Three sentences carry the whole article. Columns plus compression mean you read only the data the query references, and less of it. The sparse primary index over the ORDER BY key decides which granules you read at all — pruning is most of performance, and it's a schema decision. Vectorized block execution makes the surviving work fast, in cache-friendly SIMD loops.

Hold those and ClickHouse tuning stops being guesswork. In Part 2 we turn them into concrete schema decisions — choosing the right engine from the MergeTree family, designing the ORDER BY key and partitioning, picking data types and codecs that shrink and skip, adding skip indexes, and navigating ClickHouse's genuinely unusual JOIN behavior.

🟡 Continue the series

  1. Internals: How a Columnar OLAP Engine Actually Works (this article)
  2. Schema Design, ORDER BY, and Query Optimization →
  3. Insert Performance & Real-Time Streaming →

Frequently asked questions

How does ClickHouse skip data it doesn't need to read?

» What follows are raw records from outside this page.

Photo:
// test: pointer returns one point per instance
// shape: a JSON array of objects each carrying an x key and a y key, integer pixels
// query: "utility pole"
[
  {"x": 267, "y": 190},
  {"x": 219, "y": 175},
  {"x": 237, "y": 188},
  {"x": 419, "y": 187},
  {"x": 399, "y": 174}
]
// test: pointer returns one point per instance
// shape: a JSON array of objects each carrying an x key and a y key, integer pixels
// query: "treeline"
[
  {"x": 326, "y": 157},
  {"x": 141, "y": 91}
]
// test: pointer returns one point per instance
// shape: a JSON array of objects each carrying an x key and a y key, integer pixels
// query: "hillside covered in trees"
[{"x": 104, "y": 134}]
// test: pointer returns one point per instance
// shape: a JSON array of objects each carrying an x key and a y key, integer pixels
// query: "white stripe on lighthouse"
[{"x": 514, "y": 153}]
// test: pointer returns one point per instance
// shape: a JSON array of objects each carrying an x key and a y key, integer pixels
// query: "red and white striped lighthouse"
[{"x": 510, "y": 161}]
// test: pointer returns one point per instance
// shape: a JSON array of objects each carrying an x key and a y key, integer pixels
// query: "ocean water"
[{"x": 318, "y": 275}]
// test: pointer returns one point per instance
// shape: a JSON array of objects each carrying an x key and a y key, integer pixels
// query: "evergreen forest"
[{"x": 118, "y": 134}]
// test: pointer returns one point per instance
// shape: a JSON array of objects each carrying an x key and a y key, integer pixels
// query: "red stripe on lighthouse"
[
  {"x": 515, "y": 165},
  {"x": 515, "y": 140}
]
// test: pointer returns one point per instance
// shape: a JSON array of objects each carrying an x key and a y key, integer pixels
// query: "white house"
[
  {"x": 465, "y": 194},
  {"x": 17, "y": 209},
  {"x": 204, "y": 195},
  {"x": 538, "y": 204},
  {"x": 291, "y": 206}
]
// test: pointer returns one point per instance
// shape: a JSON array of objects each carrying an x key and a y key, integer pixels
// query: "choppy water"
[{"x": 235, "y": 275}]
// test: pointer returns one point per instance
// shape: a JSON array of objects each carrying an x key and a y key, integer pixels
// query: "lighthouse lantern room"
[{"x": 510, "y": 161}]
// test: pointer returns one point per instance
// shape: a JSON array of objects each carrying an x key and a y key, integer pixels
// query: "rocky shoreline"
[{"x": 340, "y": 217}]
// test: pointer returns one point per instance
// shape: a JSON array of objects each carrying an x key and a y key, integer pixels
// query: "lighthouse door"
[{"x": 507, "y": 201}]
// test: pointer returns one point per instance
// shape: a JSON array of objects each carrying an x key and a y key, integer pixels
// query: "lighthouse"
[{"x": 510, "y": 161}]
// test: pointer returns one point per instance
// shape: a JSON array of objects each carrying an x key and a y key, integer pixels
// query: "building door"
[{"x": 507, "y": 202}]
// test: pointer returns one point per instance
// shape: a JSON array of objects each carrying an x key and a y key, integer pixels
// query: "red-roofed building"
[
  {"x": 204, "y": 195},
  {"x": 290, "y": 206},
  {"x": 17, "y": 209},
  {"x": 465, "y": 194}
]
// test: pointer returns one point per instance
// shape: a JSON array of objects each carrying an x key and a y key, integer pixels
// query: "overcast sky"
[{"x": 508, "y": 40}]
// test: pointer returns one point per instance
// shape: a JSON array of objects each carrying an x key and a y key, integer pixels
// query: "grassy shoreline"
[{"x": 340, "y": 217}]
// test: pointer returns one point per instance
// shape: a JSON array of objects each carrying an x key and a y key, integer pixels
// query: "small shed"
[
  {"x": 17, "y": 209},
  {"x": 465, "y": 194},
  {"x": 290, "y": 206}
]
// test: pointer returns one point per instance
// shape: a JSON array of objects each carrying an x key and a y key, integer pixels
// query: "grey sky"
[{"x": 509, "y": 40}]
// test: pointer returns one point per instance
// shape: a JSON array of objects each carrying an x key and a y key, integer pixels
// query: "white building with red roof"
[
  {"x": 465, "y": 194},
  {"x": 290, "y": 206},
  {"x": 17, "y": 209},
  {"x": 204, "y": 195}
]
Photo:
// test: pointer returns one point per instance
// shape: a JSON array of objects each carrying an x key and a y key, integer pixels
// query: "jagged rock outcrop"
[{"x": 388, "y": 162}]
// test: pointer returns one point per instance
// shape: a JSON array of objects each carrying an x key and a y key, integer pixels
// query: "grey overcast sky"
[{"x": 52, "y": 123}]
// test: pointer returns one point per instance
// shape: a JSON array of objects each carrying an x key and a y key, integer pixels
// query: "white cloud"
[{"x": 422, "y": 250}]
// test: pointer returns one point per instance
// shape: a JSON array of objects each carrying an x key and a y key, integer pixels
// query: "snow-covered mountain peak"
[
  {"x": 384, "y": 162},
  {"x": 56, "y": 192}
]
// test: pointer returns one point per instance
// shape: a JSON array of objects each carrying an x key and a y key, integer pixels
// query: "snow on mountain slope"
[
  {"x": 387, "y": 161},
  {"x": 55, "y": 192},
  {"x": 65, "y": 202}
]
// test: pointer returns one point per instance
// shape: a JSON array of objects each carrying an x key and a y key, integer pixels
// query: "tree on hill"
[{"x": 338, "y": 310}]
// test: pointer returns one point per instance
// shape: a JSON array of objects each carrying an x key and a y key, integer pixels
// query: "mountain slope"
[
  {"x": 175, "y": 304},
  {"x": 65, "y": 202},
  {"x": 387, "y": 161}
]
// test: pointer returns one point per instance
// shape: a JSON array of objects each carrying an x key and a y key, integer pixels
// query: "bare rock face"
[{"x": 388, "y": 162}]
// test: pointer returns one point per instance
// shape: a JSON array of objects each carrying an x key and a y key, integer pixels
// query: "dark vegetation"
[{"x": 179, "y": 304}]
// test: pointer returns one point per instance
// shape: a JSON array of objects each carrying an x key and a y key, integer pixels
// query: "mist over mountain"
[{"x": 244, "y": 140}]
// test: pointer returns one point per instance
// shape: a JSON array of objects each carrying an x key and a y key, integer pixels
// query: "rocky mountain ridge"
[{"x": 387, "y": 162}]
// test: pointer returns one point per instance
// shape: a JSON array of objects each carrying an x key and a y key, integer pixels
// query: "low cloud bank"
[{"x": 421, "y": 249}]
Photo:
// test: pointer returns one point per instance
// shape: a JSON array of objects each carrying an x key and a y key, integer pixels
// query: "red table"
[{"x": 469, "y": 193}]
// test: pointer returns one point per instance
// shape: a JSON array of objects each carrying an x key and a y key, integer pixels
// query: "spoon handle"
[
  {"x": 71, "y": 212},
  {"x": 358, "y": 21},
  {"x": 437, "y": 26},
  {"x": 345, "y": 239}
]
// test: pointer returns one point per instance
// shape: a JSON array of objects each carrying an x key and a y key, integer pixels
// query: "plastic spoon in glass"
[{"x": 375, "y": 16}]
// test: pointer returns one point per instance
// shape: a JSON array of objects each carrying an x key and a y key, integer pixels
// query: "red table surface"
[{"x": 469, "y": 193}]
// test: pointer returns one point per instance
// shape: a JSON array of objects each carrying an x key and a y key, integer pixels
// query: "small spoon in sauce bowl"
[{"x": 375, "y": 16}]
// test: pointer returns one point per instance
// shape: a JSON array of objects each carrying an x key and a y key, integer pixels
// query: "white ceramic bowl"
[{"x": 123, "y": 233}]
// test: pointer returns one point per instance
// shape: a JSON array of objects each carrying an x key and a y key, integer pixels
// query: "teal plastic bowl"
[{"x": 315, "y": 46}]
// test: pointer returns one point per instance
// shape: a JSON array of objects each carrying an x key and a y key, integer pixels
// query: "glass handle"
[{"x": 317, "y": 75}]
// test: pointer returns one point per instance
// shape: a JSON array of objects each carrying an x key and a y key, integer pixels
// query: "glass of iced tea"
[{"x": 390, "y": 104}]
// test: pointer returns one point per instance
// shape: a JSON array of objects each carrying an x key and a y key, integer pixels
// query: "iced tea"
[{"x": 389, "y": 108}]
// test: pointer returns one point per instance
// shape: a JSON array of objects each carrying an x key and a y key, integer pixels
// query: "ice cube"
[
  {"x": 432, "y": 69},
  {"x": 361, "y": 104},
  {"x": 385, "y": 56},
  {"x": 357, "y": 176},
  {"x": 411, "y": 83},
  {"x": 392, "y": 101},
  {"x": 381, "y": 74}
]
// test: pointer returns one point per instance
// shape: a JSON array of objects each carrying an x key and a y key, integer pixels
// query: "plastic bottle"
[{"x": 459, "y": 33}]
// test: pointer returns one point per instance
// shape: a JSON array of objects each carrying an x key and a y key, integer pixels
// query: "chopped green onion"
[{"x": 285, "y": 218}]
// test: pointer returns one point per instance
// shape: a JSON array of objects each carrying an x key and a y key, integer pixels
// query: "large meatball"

Its primary index is sparse — one mark per granule of about 8,192 rows rather than per row. For a query filtered on the sorting key, ClickHouse searches the marks to find only the granules that can contain matches, so most of the table is never read.

What is the MergeTree parts-and-merges model?

Every insert writes a new immutable, sorted part, and a background process continually merges smaller parts into larger ones while keeping data ordered by the ORDER BY key. This is why many tiny inserts hurt — they create too many parts — and why you batch inserts.

Why is ClickHouse so fast on aggregations?

Columnar storage reads only the referenced columns and compresses them with type-aware codecs, the sparse index skips irrelevant granules, and a vectorized engine processes data in cache-friendly blocks using SIMD. Most of the runtime is decided before any data is actually read.